O gráfico acima ilustra essa relação: quanto maior for a volatilidade (medida pelo desvio-padrão no eixo x) do crescimento e da inflação esperados, maior será o prêmio pelo prazo (expresso pela inclinação da curva no eixo y).
Segundo a equação anterior, um risco de prazo mais alto eleva as taxas de juros nominais de longo prazo.
Agora, o que aconteceu com o risco de prazo?
As estimativas do risco de prazo dos Estados Unidos subiram e estão próximas dos níveis máximos dos intervalos recentes. Em outras palavras, há mais incerteza sendo precificada sobre a trajetória futura do crescimento econômico e da inflação.
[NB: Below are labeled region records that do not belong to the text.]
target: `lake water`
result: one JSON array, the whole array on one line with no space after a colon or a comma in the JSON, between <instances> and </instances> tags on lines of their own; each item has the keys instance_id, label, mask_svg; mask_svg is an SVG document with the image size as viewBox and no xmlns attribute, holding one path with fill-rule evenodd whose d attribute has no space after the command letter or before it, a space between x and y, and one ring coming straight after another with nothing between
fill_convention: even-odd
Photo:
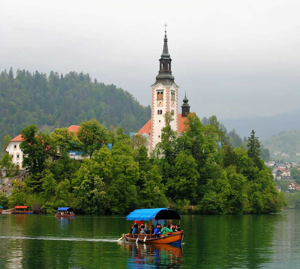
<instances>
[{"instance_id":1,"label":"lake water","mask_svg":"<svg viewBox=\"0 0 300 269\"><path fill-rule=\"evenodd\" d=\"M300 268L299 224L299 211L184 216L182 247L116 242L123 216L0 214L0 268Z\"/></svg>"}]
</instances>

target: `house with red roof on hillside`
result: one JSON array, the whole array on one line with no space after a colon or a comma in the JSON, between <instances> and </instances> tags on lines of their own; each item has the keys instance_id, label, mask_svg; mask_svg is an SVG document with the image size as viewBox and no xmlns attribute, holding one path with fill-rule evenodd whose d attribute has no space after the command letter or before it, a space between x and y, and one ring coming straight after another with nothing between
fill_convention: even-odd
<instances>
[{"instance_id":1,"label":"house with red roof on hillside","mask_svg":"<svg viewBox=\"0 0 300 269\"><path fill-rule=\"evenodd\" d=\"M80 126L76 125L71 125L68 128L70 132L76 133ZM5 148L5 151L10 154L13 158L13 162L16 166L17 170L23 169L22 162L23 160L23 152L20 148L20 144L22 141L20 134L18 135L12 139ZM82 160L82 157L79 153L72 152L70 154L70 157L77 160Z\"/></svg>"}]
</instances>

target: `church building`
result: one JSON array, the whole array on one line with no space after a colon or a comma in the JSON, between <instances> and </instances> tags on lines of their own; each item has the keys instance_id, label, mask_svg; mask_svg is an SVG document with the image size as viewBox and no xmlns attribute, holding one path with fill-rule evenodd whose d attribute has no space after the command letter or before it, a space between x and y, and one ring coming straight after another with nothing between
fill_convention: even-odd
<instances>
[{"instance_id":1,"label":"church building","mask_svg":"<svg viewBox=\"0 0 300 269\"><path fill-rule=\"evenodd\" d=\"M190 107L186 95L181 106L182 113L178 111L178 91L179 87L175 83L172 75L172 61L168 49L166 30L165 31L163 53L159 59L159 71L155 82L151 85L152 90L151 119L138 132L150 136L149 150L152 151L160 141L161 129L164 126L163 115L167 112L173 114L174 120L171 122L172 129L179 134L184 129L185 118Z\"/></svg>"}]
</instances>

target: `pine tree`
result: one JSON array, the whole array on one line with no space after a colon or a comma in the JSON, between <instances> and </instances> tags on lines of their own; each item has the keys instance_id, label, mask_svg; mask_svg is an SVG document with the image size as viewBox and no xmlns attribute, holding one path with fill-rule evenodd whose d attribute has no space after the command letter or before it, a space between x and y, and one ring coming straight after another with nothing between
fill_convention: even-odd
<instances>
[{"instance_id":1,"label":"pine tree","mask_svg":"<svg viewBox=\"0 0 300 269\"><path fill-rule=\"evenodd\" d=\"M14 71L13 71L13 68L10 67L8 72L8 78L11 81L14 81Z\"/></svg>"},{"instance_id":2,"label":"pine tree","mask_svg":"<svg viewBox=\"0 0 300 269\"><path fill-rule=\"evenodd\" d=\"M254 165L261 169L261 161L260 160L260 142L258 138L255 136L255 132L252 130L250 137L248 138L248 156L252 159Z\"/></svg>"}]
</instances>

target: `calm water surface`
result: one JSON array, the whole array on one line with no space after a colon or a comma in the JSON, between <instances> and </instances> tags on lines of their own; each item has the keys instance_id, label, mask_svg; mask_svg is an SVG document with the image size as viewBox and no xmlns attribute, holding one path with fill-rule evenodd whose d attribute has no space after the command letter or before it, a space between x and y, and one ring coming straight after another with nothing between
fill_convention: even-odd
<instances>
[{"instance_id":1,"label":"calm water surface","mask_svg":"<svg viewBox=\"0 0 300 269\"><path fill-rule=\"evenodd\" d=\"M183 219L181 247L116 242L123 216L0 214L0 268L300 268L300 211Z\"/></svg>"}]
</instances>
Os investidores estão menos confiantes em um futuro de inflação e crescimento estáveis e moderados e, em vez disso, antecipam mais oscilações e surpresas adiante.
No entanto, é importante notar que o risco de prazo ainda está bem abaixo dos padrões históricos. Há uma década, estava acima de 1%, enquanto hoje mal ultrapassa 0%.
Conclusões
A recente alta expressiva nas taxas de juros dos títulos do Tesouro de 30 anos NÃO é motivada pelo receio de uma inflação cronicamente elevada. Em vez disso, são influenciadas por:
- Uma revisão positiva do crescimento cíclico (com projeções de LPA para 2024 em alta) e alguma especulação baseada em narrativas sobre um crescimento estrutural mais forte, como o impacto da inteligência artificial na produtividade.
- Um risco de prazo levemente mais alto, refletindo a expectativa dos investidores de maior imprevisibilidade no futuro em relação ao crescimento econômico e à inflação, incluindo períodos de expansão e recessão.